Lama Surya Das, a Buddhist leader who heads the Dzogchen Center in Cambridge, views after-Thanksgiving sales as a “surfeit of materialism,” and instead advocates “Buy Nothing Day.”

“I think we’re becoming somewhat of a throw-away society rather than valuing things,” Das said, according to a press release issued by Adbusters Media Foundation, a Vancouver-based advocacy group which is the primary supporter of “Buy Nothing Day.”

The movement, a campaign against overconsumption during the holiday season which calls for environment-friendly and socially responsible purchases, has been celebrated in over 60 countries since 1992, saving over one million people from “the marketing consumer binge,” according to Chris Probert, the social marketing manager of Adbusters.

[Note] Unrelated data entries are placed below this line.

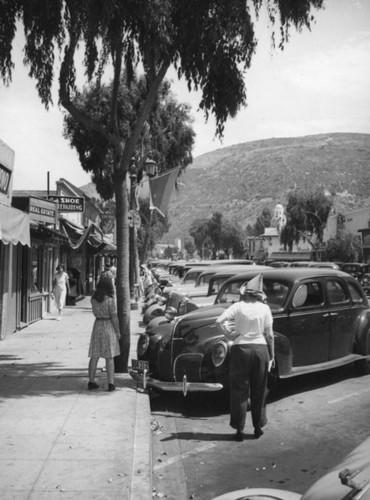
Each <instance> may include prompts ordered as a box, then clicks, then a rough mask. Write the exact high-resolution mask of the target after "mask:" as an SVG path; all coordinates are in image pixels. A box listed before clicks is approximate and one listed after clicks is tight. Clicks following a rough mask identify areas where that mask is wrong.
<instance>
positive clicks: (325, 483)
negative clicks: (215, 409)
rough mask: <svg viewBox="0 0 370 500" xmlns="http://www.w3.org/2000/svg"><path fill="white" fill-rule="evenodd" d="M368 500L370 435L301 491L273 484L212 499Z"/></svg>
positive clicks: (246, 489) (246, 488)
mask: <svg viewBox="0 0 370 500" xmlns="http://www.w3.org/2000/svg"><path fill="white" fill-rule="evenodd" d="M350 499H352V500H355V499H358V500H360V499H361V500H370V438H367V439H365V441H363V443H361V444H360V445H359V446H357V448H355V449H354V450H353V451H352V452H351V453H349V454H348V455H347V456H346V457H345V458H344V459H343V460H342V461H341V462H340V463H339V464H338V465H336V466H335V467H334V468H333V469H331V470H330V471H329V472H328V473H327V474H325V475H324V476H323V477H322V478H320V479H319V480H318V481H316V482H315V483H314V484H313V485H312V486H311V487H310V488H309V489H308V490H307V491H306V492H305V493H304V494H303V495H300V494H299V493H293V492H292V491H286V490H280V489H276V488H274V489H273V488H244V489H243V490H237V491H231V492H229V493H225V494H223V495H220V496H218V497H216V498H213V500H350Z"/></svg>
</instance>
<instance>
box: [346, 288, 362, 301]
mask: <svg viewBox="0 0 370 500" xmlns="http://www.w3.org/2000/svg"><path fill="white" fill-rule="evenodd" d="M348 288H349V293H350V295H351V299H352V302H353V303H354V304H362V303H363V302H364V299H363V296H362V293H361V291H360V290H359V289H358V287H357V286H356V285H354V284H353V283H348Z"/></svg>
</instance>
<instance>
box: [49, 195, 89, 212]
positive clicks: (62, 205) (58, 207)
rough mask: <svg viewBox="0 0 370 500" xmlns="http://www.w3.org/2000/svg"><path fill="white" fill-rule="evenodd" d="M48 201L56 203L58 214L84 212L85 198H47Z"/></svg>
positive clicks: (84, 206) (71, 196) (73, 197)
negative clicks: (56, 205)
mask: <svg viewBox="0 0 370 500" xmlns="http://www.w3.org/2000/svg"><path fill="white" fill-rule="evenodd" d="M48 199H49V200H52V201H56V202H57V203H58V212H59V213H60V212H84V211H85V198H84V197H83V196H49V197H48Z"/></svg>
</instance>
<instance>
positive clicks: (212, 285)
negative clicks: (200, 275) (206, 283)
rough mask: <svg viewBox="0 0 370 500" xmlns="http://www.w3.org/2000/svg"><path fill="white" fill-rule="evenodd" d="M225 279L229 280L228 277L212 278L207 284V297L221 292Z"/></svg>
mask: <svg viewBox="0 0 370 500" xmlns="http://www.w3.org/2000/svg"><path fill="white" fill-rule="evenodd" d="M227 278H229V276H220V277H217V278H215V277H212V278H211V279H210V282H209V288H208V295H216V294H217V293H218V292H219V291H220V290H221V287H222V285H223V283H224V281H225V280H226V279H227Z"/></svg>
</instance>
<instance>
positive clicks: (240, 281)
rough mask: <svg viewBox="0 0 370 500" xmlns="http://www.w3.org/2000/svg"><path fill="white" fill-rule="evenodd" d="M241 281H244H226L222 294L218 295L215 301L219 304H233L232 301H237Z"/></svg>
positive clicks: (240, 284) (232, 301) (240, 286)
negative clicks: (216, 300) (218, 296)
mask: <svg viewBox="0 0 370 500" xmlns="http://www.w3.org/2000/svg"><path fill="white" fill-rule="evenodd" d="M243 283H244V281H240V282H239V281H237V282H235V281H234V282H232V283H228V285H227V286H226V287H225V288H224V290H223V292H222V295H220V296H219V297H218V300H217V302H219V303H221V304H233V303H234V302H238V301H239V298H240V295H239V290H240V287H241V286H242V284H243Z"/></svg>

“It’s not only about changing your habits on one day, but thinking about a lifestyle commitment to consuming less and producing less waste,” Probert said.

Today, though, is Cyber Monday, the unofficial start of the online shopping season.

Berk’s shoe store, a locally-owned corner shop on JFK and Winthrop Streets, is one business that is expanding its reach by emphasizing online sales.

Marc Pinansky, Berk’s manager, said online sales have increased at least 30 to 40 percent over the last year and said the store hopes the numbers will rise even further as the holiday shopping season kicks off.

“People are buying things online, and it’s been great. It’s all for themselves so far, but gift-giving will start sooner or later,” he said.

Despite anti-consumption efforts and attempts to direct the shopping traffic online, the crowd of shoppers in Harvard Square went from store to store to find gifts for loved ones.

“I want to give daddy a black horn necklace,” said Caroline Clanton, an 11-year-old visitor from the Jersey shore, who said she wanted to go out on Black Friday ever since she found out about it. She had been unsuccessful in her efforts to find one as of Friday evening, but said she is not giving up hope.